Я поражённо уставился на Алистера. Я понятия не имел, как он смог узнать о той части моей жизни, и мне не нравилось, что он знает больше, чем должен. Каким-то образом это казалось мне двойным предательством: он воспользовался мной как в профессиональном, так и в личном плане, утаив информацию, которая, как он прекрасно знал, была важна.
— Да, — продолжил он, — да знаю, что ваш отец всё проиграл и бросил вас с матерью. Вам пришлось оставить колледж, чтобы обеспечивать мать и сестру, так? Жаль, я считаю, это просто была чертовская трата прекрасных возможностей.
Он сделал ещё глоток пива.
— И я даже знаю, что произошло в день катастрофы парохода «Слокам». У вас были дела в центре города в тридцать четвёртом участке. Когда туда поступил звонок, вы присоединились к группе полицейских-спасателей на лодках. Я слышал, что вы помогли спасти многих. Но не вашу невесту — она оказалась среди той тысячи погибших на борту.
Это была личная информация, которую он не должен был знать, и я почувствовал, что меня колотит от ярости. Снова вернулись непрошеные воспоминания.

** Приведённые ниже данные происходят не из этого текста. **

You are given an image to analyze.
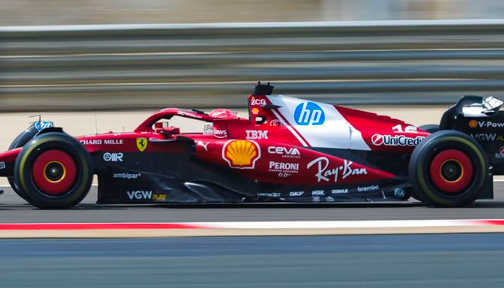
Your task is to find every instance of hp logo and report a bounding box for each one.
[294,102,325,125]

Алистер был частично прав. Я встречался с другим офицером в тридцать четвёртом участке, чтобы обсудить ряд ограблений, находившихся в нашей юрисдикции. Этого патрульного призвали в спасательный отряд, когда появились новости о крушении.
Я присоединился к другим офицерам, отправленным на помощь к береговой линии рядом с 138-ой улицей. Мы спасли множество людей, но я настаивал, что нужно подобраться всё ближе и ближе к горящему кораблю.
Сидящие со мной в спасательной шлюпке говорили, что я настаивал слишком сильно, рискуя жизнями всех, кто находился со мной в лодке.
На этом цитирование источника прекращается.